Cops all lie, Virgil thought. But he said, “Let’s meet at the cathedral. I’ll sprinkle some holy water on your ass.”
“Sounds like a deal,” she said, with a sle
nder note of invitation in her voice. She paused, looking for a reaction.
“Sandy!” He was shocked. Sandy was the office virgin, though, he’d noticed, from a move he’d seen with another guy in a hallway, actual virginity was unlikely.
“Chicken,” she said. “All right, what I got is this. If Ray Bunton got an unexpected tax refund, and it was sent to an old girlfriend, and the girlfriend called his cousin up in Red Lake and asked where she could send the check, she’d get a phone number to call. The phone number is attached to an address in south Minneapolis, off Franklin.”
“Atta girl.”
“That’s what I need. More atta girls.” And she was gone.
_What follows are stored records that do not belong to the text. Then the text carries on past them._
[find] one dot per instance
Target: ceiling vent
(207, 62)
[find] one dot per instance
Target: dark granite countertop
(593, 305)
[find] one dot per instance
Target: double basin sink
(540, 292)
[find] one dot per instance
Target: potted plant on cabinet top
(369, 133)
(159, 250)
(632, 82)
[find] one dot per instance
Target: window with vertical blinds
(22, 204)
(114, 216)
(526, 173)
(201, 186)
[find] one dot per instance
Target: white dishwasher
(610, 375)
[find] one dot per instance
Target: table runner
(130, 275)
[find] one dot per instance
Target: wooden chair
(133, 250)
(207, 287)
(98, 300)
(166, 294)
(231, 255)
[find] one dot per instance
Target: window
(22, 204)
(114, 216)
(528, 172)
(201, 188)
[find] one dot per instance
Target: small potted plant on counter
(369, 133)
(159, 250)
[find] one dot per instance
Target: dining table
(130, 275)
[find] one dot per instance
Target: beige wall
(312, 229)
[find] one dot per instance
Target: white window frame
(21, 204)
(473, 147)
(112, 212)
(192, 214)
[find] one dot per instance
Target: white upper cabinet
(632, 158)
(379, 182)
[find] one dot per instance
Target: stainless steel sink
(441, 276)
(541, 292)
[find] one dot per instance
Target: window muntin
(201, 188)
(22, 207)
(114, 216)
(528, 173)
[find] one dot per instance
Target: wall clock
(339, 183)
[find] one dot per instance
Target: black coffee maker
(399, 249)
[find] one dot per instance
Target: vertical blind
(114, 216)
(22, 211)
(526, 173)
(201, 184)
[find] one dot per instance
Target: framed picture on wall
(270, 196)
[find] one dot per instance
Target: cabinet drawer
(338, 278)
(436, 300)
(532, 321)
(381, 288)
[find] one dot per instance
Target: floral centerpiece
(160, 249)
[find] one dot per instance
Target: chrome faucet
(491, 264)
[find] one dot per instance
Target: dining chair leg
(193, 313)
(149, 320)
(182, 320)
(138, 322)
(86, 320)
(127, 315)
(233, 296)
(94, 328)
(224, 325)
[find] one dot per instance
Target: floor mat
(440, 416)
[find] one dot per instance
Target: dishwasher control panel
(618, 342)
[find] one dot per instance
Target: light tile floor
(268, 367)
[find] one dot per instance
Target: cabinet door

Ray Bunton: Virgil looked up at the motel, sighed, and got back in the truck.
8
BUNTON WAS living in a ramshackle place off Franklin Avenue south of the Minneapolis loop, a house that hadn’t been painted in fifty years, a worn-out lawn that had been driven on repeatedly, dandelions glowing from patches of oily grass.
Virgil left the truck a few doors down so he could look at the house for a moment as he walked along; and after he stepped into the street, he thought about it for a moment, reached under the seat, got his pistol in the leather inside-the-belt holster, and stuck it in the small of his back, under his jacket.
As he headed down the street, he could hear somebody playing an old Black Sabbath piece, “Paranoid,” pounding out of a stereo or boom box. From the end of a cracked two-strip driveway that squeezed between the close-set houses, he could see a garage in back of Bunton’s place. A guy was lying under a rusted-out Blazer, which was up on steel ramps. A couple of work lights lay on the floor, shining on the underside of the car. A motorcycle, slung like a Harley softtail, sat on the drive in front of the garage.
Virgil watched for a few seconds, then wandered up the driveway. As he came up to the back of the house, the man pushed out from under the truck and wiped his hands on a rag. Virgil recognized him as Bunton. He walked up to the lip of the garage, hands in his jeans pockets, and stood there for a moment, until Bunton felt him and turned his face up, and Virgil said, “Hey.”